Les escarmouches commerciales entre grands de ce monde peuvent directement influer sur les résultats d'Apple, qui réalise désormais 61 % de son chiffre d'affaires hors des frontières américaines. La firme de Cupertino évoque à mots cachés le problème de la sous-évaluation du yuan et s'inquiète de la trajectoire de l'euro, qui pourrait provoquer une nouvelle augmentation du prix des appareils Apple.



À propos des tensions entre la Chine et les États-Unis, Apple rappelle que l'essentiel de ses produits est fabriqué dans des usines chinoises. Si elle fait assembler quelques configurations en Irlande et qu'elle s'approvisionne de plus en plus en composants américains, européens ou japonais, une guerre commerciale entre la Chine et les États-Unis pourrait avoir un effet néfaste sur ses relations avec ses sous-traitants et provoquer de graves tensions sur sa chaîne d'approvisionnement.



Une multinationale qui s'assume



De 49 400 employés en 2010 et 60 400 en 2011, Apple est ainsi passé à 72 800 employés ETP, auxquels il faut ajouter 3 300 salariés ETP consultants ou à temps partiel. Apple reste bien plus petite que Microsoft (94 000 employés) ou que HP (350 000 employés), mais sa masse salariale croît plus vite.

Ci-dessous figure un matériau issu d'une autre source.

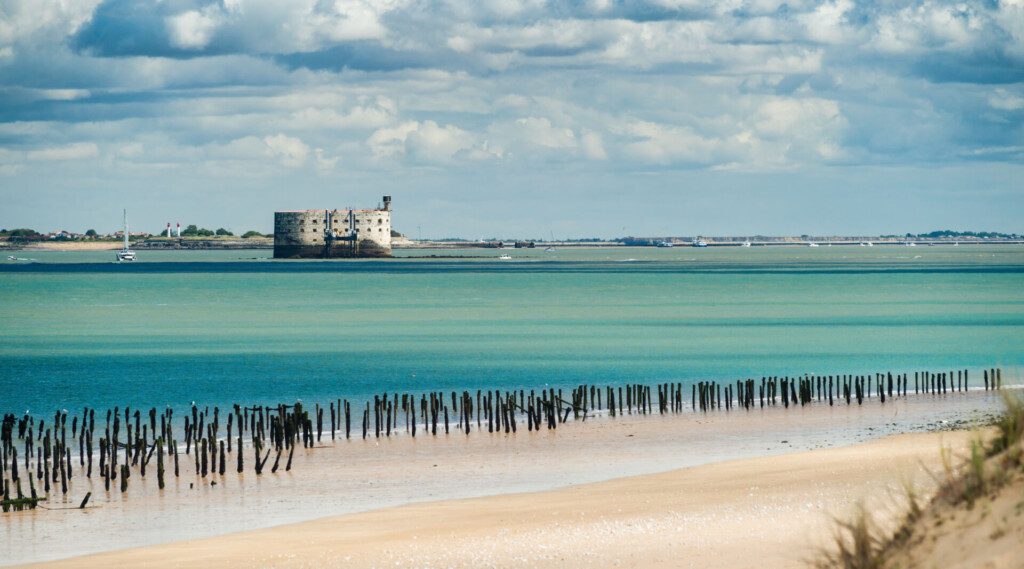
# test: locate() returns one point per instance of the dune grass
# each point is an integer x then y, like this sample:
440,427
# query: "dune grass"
859,542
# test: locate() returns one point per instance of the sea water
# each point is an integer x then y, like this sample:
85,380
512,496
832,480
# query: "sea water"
224,326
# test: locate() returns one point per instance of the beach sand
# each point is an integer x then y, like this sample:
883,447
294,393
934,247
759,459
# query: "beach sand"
766,512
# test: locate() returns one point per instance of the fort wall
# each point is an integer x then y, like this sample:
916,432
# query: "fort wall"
333,233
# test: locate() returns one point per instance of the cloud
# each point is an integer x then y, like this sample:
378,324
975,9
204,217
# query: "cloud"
77,150
426,142
192,30
289,150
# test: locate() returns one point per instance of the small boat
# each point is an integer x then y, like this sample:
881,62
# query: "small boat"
126,254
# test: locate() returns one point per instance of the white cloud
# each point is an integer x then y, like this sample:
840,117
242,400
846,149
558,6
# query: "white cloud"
1005,100
194,29
433,143
289,150
78,150
593,146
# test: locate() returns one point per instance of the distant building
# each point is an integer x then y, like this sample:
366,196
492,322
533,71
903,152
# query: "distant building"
333,233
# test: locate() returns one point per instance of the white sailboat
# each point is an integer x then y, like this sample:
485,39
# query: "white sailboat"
125,255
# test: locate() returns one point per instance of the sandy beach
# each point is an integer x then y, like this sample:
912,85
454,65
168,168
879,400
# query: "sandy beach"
768,512
669,475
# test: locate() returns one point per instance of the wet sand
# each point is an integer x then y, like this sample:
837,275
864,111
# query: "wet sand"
355,476
769,512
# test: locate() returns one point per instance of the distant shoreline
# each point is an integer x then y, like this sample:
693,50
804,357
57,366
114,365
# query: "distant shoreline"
226,245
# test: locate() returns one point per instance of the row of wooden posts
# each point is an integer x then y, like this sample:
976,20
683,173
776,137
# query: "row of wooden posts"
129,440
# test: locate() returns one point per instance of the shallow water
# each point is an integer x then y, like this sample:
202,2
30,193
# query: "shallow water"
358,475
220,326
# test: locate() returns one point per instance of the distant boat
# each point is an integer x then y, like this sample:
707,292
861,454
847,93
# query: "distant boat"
125,255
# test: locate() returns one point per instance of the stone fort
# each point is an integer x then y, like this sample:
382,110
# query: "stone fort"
333,233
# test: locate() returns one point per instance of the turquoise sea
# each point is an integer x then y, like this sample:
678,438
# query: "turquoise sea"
226,326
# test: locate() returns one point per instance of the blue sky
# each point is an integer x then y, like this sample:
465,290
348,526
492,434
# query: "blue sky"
516,118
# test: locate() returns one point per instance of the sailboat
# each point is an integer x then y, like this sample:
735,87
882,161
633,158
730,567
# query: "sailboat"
125,255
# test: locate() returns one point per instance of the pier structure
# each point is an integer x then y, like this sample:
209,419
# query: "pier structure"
333,233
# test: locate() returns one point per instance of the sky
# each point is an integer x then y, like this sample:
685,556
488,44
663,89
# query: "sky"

Apple Store : un bilan mi-figue mi-raisin



42 400 de ces 72 800 salariés travaillent dans des Apple Store, relais de croissance souligné à de multiples reprises dans ce formulaire 10-K. Apple a ouvert 33 nouvelles boutiques cette année pour un total de 393 Apple Store dans le monde, dont 250 aux États-Unis. Le chiffre d'affaires des boutiques a augmenté de 33 % cette année (18,828 milliards de dollars contre 14,127 milliards de dollars en 2011), mais leur part dans le chiffre d'affaires total baisse pour la deuxième année consécutive (12 % en 2012 contre 13 % en 2011 et 15 % en 2010). Chaque boutique réalise en moyenne 51,5 millions de dollars de chiffre d'affaires par an.



Bien qu'Apple ait ouvert 28 de ses 33 nouvelles boutiques en dehors des États-Unis, elle a en partie raté son expansion. Ainsi, alors qu'elle devait ouvrir 25 boutiques en Chine, elle n'en possède aujourd'hui que six. La firme de Cupertino reste néanmoins optimiste : elle compte ouvrir entre 30 et 35 nouvelles boutiques en 2013.



Une optimisation fiscale redoutable



Le taux d'imposition d'Apple a légèrement augmenté pour s'établir à 25,2 %. Ces 14,03 milliards de dollars se répartissent en 12,258 milliards de dollars dûs à l'état fédéral, 1,059 milliard dû aux états fédérés, et seulement 713 millions de dollars à l'international. Par une solide optimisation fiscale, Apple n'est ainsi imposé qu'à hauteur de 1,9 % en dehors des États-Unis, encore « mieux » que Google (2,4 %).



Bien qu'en progression, le taux de 25,2 % est en deçà du taux de 35 % qui est la norme aux États-Unis. Certains des bénéfices d'Apple n'y sont en effet pas imposables, car ils ont été réalisés à l'étranger et vont être réinvestis à l'étranger (et imposés à seulement 1,9 % dans ces pays). De nombreux pays, notamment la Grande-Bretagne, commencent à se pencher sur les pratiques d'Apple, de Google ou encore de Microsoft en la matière.



Trois sociétés qui demandent une vacance fiscale pour pouvoir rapatrier leurs bénéfices réalisés hors des États-Unis, qui seraient sinon taxés à hauteur de 35 %. Des 121,3 milliards de réserves d'Apple, 82,6 milliards dorment ainsi hors des États-Unis. Dorment, car ils rapportent peu, seulement 1,03 % d'intérêts (contre 0,77 % en 2011).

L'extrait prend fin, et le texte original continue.